Hank's silent disapproval had been too much for Boris to simply ignore. He'd prodded to bring the issue to the surface, and then regretted that he had. It wasn't just that Hank was judging his relationship with Marisa. Hank had also implied, albeit indirectly, that his own relationship with Boris was a strictly professional one. Apparently the dinner they'd shared as well as Boris' bringing Hank to Cristobal Square meant nothing. Revealing to Hank where the imported medicine had gone was of no matter. Boris sharing his fondness for Cuba was irrevelent. Just a patient and his doctor. Nothing more.

The whole conversation had left Boris feeling extremely put out. Marisa on the other hand apparently found the story so amusing she felt the need to laugh.

"What's so funny?"

"It's ironic, because his tirade proves how emotionally involved HE is with you. If he didn't care about you, he wouldn't risk being fired for scolding you." The thought momentarily cheered Boris, before he shook his head.

"It's not a novel occurrence. He's been doing that since the night we met." Hank was simply an extremely honest man. Boris liked that about him, but it did mean that Hank admonishments had no deeper significance.

"You're joking." Marisa's face was incredulous at the idea that someone apart from her would be so bold as to yell at him.

"No. At one point he accused me of being a Bond villain." Marisa actually giggled at Hank's words. She was right, it really was quite funny. He was almost sorry he'd returned the shark to its former home. He could think of a few people he wouldn't mind dangling over the tank.

"And here I thought his abilities as a doctor were the most impressive things about him."
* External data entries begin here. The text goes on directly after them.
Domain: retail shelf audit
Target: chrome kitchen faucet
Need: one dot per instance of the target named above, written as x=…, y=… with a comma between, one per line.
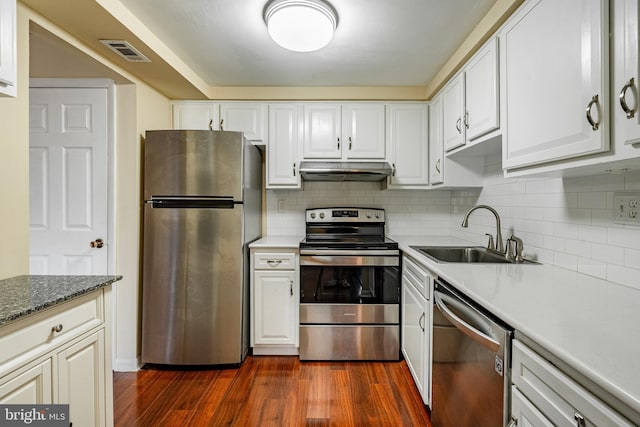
x=499, y=246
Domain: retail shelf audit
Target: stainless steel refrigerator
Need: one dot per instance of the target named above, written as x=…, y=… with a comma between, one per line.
x=202, y=207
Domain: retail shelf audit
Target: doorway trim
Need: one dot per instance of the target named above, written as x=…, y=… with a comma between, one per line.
x=109, y=85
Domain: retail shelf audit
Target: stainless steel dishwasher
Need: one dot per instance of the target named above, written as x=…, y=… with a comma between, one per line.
x=471, y=359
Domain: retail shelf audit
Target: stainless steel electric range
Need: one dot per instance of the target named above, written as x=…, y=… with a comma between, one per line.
x=349, y=286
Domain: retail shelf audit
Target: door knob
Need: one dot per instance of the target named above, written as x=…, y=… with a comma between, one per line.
x=98, y=243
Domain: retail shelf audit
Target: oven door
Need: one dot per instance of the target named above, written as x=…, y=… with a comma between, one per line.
x=349, y=277
x=349, y=305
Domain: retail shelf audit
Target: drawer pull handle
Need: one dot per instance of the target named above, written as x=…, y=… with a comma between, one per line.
x=630, y=112
x=594, y=101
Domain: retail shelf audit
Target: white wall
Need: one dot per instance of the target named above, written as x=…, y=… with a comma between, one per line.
x=568, y=223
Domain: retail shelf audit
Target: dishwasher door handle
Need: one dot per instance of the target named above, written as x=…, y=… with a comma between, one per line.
x=463, y=326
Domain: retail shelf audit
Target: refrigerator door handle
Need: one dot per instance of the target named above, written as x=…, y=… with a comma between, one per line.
x=192, y=202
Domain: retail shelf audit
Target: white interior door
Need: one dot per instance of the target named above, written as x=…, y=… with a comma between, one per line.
x=68, y=181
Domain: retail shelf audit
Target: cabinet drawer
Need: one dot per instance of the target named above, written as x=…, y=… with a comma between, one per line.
x=417, y=276
x=274, y=261
x=38, y=332
x=557, y=396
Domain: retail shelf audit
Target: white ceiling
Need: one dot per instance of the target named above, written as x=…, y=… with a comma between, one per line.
x=377, y=42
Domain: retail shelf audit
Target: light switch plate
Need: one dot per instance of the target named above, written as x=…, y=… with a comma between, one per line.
x=626, y=208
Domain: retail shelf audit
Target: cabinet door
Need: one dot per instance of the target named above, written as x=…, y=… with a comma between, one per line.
x=524, y=413
x=626, y=100
x=408, y=145
x=81, y=380
x=30, y=387
x=453, y=113
x=414, y=336
x=436, y=152
x=363, y=129
x=8, y=47
x=250, y=118
x=195, y=115
x=554, y=60
x=285, y=137
x=274, y=307
x=322, y=127
x=481, y=92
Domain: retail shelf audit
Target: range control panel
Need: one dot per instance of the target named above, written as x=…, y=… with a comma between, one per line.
x=344, y=215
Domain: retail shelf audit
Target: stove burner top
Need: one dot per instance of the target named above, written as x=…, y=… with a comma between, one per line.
x=346, y=228
x=349, y=243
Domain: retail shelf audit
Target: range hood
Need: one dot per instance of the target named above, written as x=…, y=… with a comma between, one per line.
x=345, y=171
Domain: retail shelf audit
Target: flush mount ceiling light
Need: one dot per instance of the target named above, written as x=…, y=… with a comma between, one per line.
x=300, y=25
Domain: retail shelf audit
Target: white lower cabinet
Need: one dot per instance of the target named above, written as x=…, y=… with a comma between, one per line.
x=274, y=302
x=81, y=382
x=542, y=395
x=416, y=325
x=61, y=356
x=30, y=386
x=524, y=414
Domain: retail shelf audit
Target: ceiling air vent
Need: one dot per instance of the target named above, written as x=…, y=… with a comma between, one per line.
x=125, y=50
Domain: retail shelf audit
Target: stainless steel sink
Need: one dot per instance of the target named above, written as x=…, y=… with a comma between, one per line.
x=465, y=254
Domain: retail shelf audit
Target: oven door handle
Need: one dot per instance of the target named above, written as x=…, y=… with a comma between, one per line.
x=463, y=326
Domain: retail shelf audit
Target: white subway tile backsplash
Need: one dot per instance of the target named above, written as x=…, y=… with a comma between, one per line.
x=592, y=233
x=594, y=200
x=624, y=275
x=632, y=258
x=566, y=260
x=626, y=237
x=566, y=222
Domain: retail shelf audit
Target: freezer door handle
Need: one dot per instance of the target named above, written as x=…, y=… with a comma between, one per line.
x=192, y=202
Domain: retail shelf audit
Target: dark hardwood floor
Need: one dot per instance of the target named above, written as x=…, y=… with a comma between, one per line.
x=271, y=391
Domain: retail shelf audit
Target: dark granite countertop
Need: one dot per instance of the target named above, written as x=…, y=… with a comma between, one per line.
x=24, y=295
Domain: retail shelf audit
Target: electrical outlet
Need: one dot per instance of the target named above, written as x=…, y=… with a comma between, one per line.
x=625, y=209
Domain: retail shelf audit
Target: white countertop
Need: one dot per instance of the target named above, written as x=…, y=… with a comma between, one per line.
x=284, y=242
x=588, y=323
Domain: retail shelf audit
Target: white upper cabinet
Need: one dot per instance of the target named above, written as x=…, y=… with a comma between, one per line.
x=248, y=117
x=554, y=70
x=481, y=92
x=8, y=48
x=471, y=102
x=453, y=113
x=344, y=131
x=322, y=131
x=436, y=152
x=363, y=128
x=285, y=136
x=407, y=139
x=626, y=71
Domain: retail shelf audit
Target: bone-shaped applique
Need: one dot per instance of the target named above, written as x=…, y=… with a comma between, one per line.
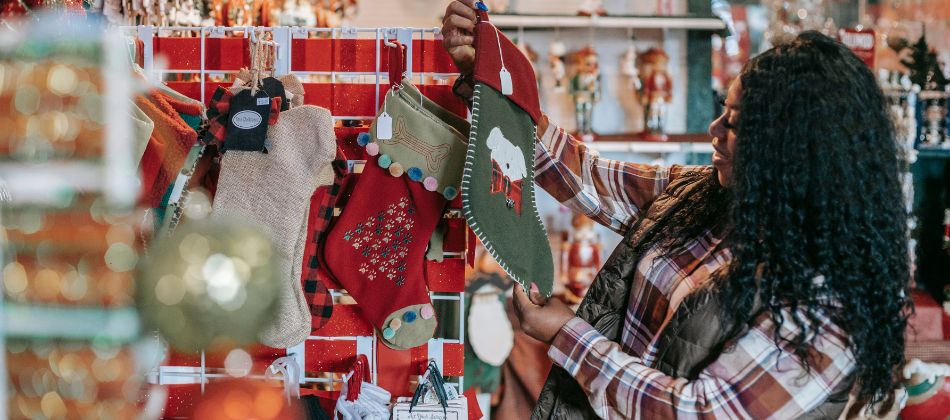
x=434, y=155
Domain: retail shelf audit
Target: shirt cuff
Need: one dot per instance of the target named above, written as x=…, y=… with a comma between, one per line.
x=549, y=136
x=572, y=343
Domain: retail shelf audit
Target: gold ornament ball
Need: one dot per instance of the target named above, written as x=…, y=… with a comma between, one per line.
x=210, y=283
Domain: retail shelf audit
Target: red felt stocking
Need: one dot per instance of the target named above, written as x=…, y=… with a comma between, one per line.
x=376, y=250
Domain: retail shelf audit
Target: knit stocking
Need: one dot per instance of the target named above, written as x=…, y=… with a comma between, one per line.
x=376, y=251
x=273, y=190
x=427, y=141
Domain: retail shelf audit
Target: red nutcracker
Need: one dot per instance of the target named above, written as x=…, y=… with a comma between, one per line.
x=580, y=258
x=656, y=92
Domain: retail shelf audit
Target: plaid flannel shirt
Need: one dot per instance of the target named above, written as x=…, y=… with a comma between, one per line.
x=755, y=378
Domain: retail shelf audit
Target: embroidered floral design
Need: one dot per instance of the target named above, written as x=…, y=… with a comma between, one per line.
x=383, y=241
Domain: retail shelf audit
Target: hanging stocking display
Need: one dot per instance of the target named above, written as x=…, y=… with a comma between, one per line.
x=497, y=186
x=423, y=138
x=322, y=206
x=377, y=248
x=376, y=251
x=273, y=190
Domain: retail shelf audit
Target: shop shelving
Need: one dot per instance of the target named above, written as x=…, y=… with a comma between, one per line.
x=116, y=325
x=526, y=21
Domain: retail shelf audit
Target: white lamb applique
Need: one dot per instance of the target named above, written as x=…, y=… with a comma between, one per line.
x=508, y=169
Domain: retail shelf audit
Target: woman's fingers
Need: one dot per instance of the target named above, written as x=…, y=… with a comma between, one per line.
x=465, y=9
x=457, y=25
x=458, y=41
x=536, y=297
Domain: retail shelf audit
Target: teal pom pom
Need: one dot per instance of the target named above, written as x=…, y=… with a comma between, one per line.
x=363, y=139
x=385, y=161
x=450, y=192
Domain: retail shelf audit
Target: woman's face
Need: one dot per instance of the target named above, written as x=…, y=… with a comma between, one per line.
x=723, y=131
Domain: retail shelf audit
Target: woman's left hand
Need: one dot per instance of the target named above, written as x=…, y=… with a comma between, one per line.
x=540, y=318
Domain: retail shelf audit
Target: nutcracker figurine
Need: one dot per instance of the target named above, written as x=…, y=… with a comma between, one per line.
x=580, y=258
x=656, y=92
x=556, y=54
x=628, y=66
x=585, y=88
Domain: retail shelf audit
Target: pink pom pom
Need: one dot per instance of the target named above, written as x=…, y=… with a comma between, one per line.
x=372, y=149
x=427, y=312
x=430, y=183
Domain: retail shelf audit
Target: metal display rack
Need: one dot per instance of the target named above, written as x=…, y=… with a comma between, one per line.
x=351, y=65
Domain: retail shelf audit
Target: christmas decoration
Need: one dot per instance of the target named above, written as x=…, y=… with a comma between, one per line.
x=556, y=54
x=585, y=89
x=925, y=71
x=497, y=186
x=273, y=190
x=656, y=92
x=376, y=251
x=580, y=257
x=426, y=140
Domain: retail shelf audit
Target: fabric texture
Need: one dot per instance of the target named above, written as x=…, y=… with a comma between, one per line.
x=142, y=127
x=497, y=193
x=170, y=142
x=219, y=113
x=626, y=353
x=376, y=251
x=428, y=141
x=322, y=206
x=273, y=190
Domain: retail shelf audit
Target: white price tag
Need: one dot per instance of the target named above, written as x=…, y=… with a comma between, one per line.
x=506, y=87
x=384, y=126
x=179, y=186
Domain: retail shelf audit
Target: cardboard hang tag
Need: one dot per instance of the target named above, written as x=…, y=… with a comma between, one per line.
x=247, y=122
x=384, y=126
x=507, y=88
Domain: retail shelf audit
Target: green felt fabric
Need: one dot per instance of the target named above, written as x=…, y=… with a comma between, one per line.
x=425, y=136
x=504, y=133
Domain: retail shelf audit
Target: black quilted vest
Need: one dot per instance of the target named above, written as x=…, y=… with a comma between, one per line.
x=691, y=340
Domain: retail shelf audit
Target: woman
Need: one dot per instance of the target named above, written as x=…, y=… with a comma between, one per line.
x=772, y=284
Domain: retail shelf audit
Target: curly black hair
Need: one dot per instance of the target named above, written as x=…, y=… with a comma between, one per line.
x=815, y=191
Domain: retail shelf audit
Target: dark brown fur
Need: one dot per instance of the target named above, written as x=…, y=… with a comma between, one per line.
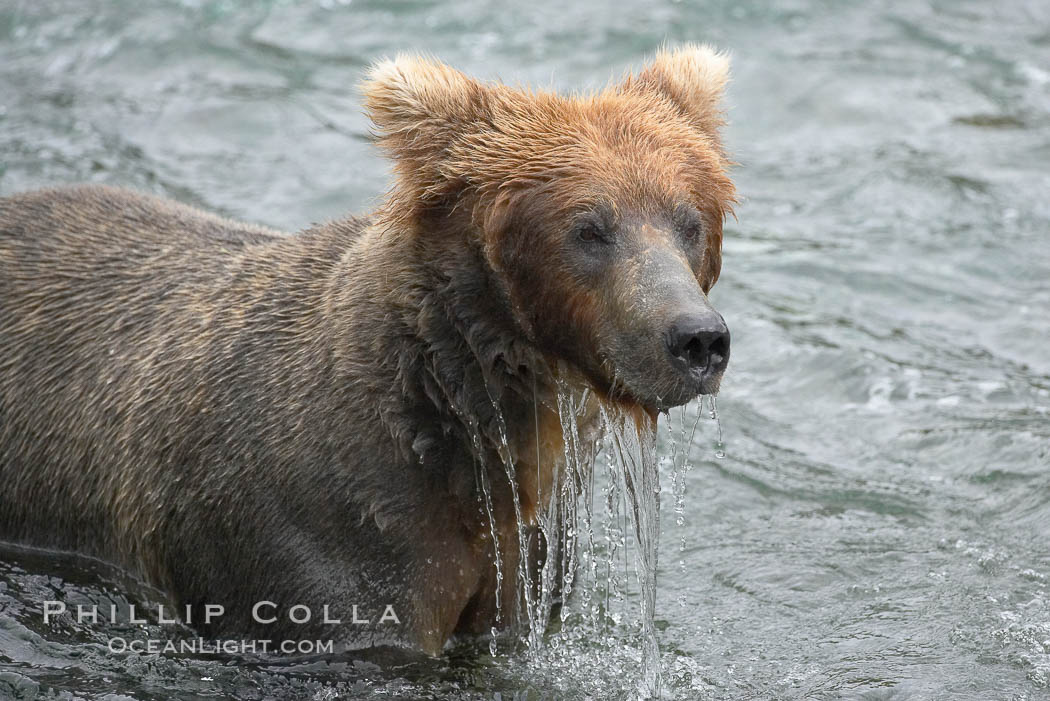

Boris remembered the way Hank had smiled when he'd realized Boris intended to rekindle his relationship with Marisa. He'd seemed happy for him. Were most doctors that invested in their patient's love lives? That seemed to be more of the purview of a friend. Then again, Hank wasn't most doctors.

Boris shook himself. How Hank regarded him was a mystery for another day. His relationship with Marisa however, could be addressed immediately.

"Hank told me he thought we should figure out what we want from each other." Marisa reached up and placed a hand on his chest, a habit she'd developed in the five months together. He'd asked her about it once. Marisa had told him she found his heartbeat beneath her hand reassuring.

"I don't need to figure it out, Boris, I've known for over five years. The question is: What do you want?"

"You. Always you." His answer was immediate and required no thought. Even if he'd been a man fated to last a century, he couldn't imagine wanting to spend a second of it without her.

"Then why did you leave?" Boris gazed down at the woman he loved. He had put her through so much. Five years ago he'd thought disappearing without an explanation might help her move on.

"I left because I knew I couldn't give you everything you wanted. I thought if I vanished you would find someone who could." She could have written him off as the deceitful rich foreigner her sister had accused him of being. Any other woman in the world would have. Instead Marisa had shown a faith in him that he would spend every day of his life trying to deserve.

"Boris, I've never been with you due to lack of options. I choose you. I love you. I would take a day with you over a lifetime with someone else."

What karma Boris performed to have earned this fruit, he couldn't imagine, but it must have been very, very good. He hated to spoil the moment by reopening old wounds, but Boris couldn't make the same mistakes twice.

"¿Qué pasa con los niños? I know you said we could adopt, but that only fixes half of the problem. I would still be raising a child knowing I was sentencing it to watch my messy demise. I hate that you will need to endure that, but I'm willing to accept it is your choice. Children don't have choices."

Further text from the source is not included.